La capital está envuelta en las penumbras vespertinas.
La nieve cae lentamente en gruesos copos, gira alrededor de los faroles
encendidos, se extiende, en fina, blanda capa, sobre los tejados, sobre los
lomos de los caballos, sobre los hombros humanos, sobre los sombreros.
El cochero Yona está todo blanco, como un aparecido.
Sentado en el pescante de su trineo, encorvado el cuerpo cuanto puede estarlo un
cuerpo humano, permanece inmóvil. Diríase que ni un alud de nieve
que le cayese encima le sacaría de su quietud.
Su caballo está también blanco e inmóvil.

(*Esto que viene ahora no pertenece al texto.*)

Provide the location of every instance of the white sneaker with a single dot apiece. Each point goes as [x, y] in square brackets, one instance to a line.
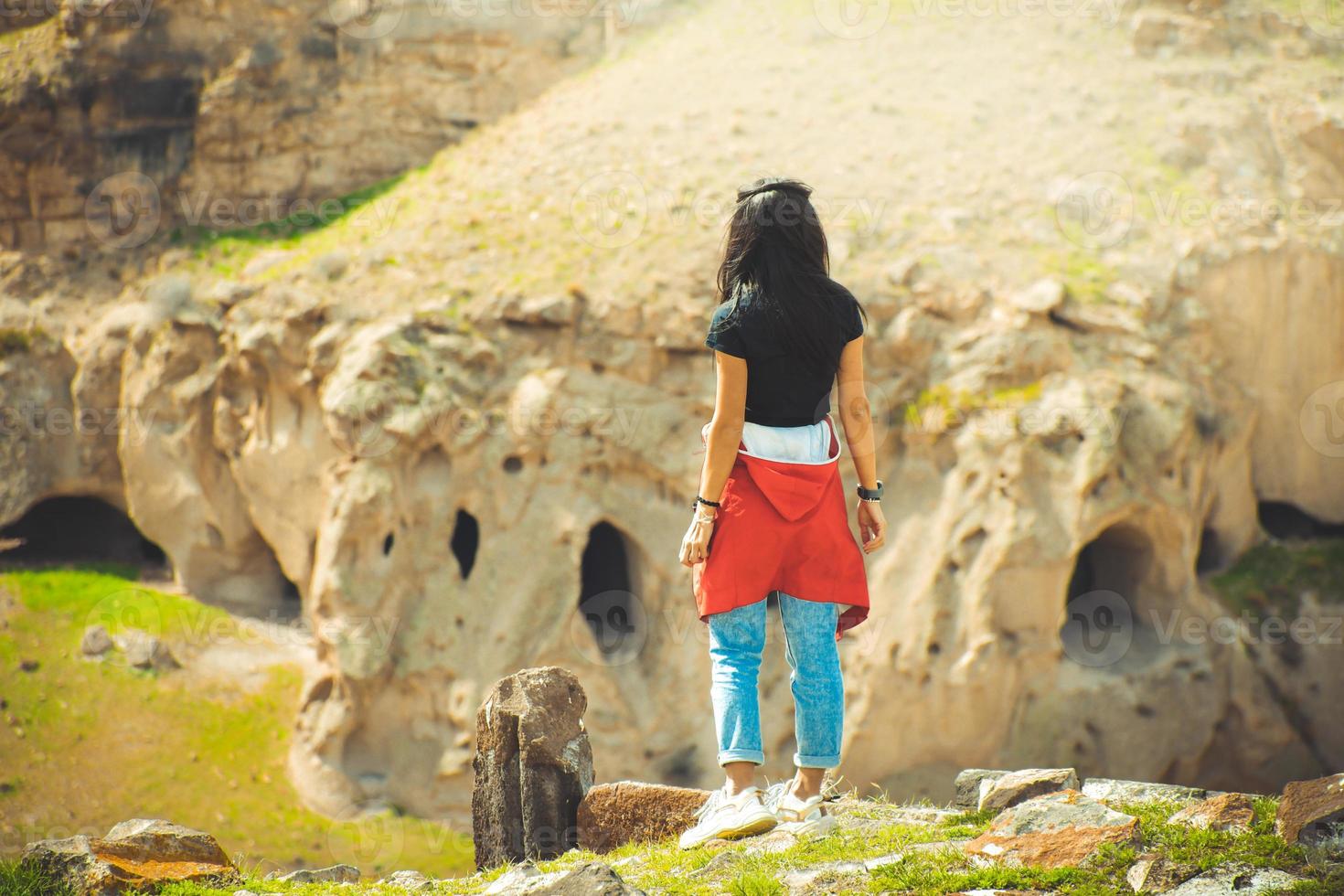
[729, 818]
[803, 817]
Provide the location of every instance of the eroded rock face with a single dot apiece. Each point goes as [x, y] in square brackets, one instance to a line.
[229, 116]
[134, 855]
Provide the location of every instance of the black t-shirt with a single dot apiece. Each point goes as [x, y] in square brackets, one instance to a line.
[783, 389]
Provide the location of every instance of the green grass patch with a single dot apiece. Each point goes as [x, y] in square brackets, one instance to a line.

Por su inmovilidad, por las líneas rígidas de su cuerpo, por la
tiesura de palos de sus patas, parece, aun mirado de cerca, un caballo de dulce
de los que se les compran a los chiquillos por un copec. Hállase sumido
en sus reflexiones: un hombre o un caballo, arrancados del trabajo campestre y
lanzados al infierno de una gran ciudad, como Yona y su caballo, están
siempre entregados a tristes pensamientos. Es demasiado grande la diferencia
entre la apacible vida rústica y la vida agitada, toda ruido y angustia,
de las ciudades relumbrantes de luces.
Hace mucho tiempo que Yona y su caballo permanecen
inmóviles. Han salido a la calle antes de almorzar; pero Yona no ha
ganado nada.
Las sombras se van adensando. La luz de los faroles se va
haciendo más intensa, más brillante. El ruido aumenta.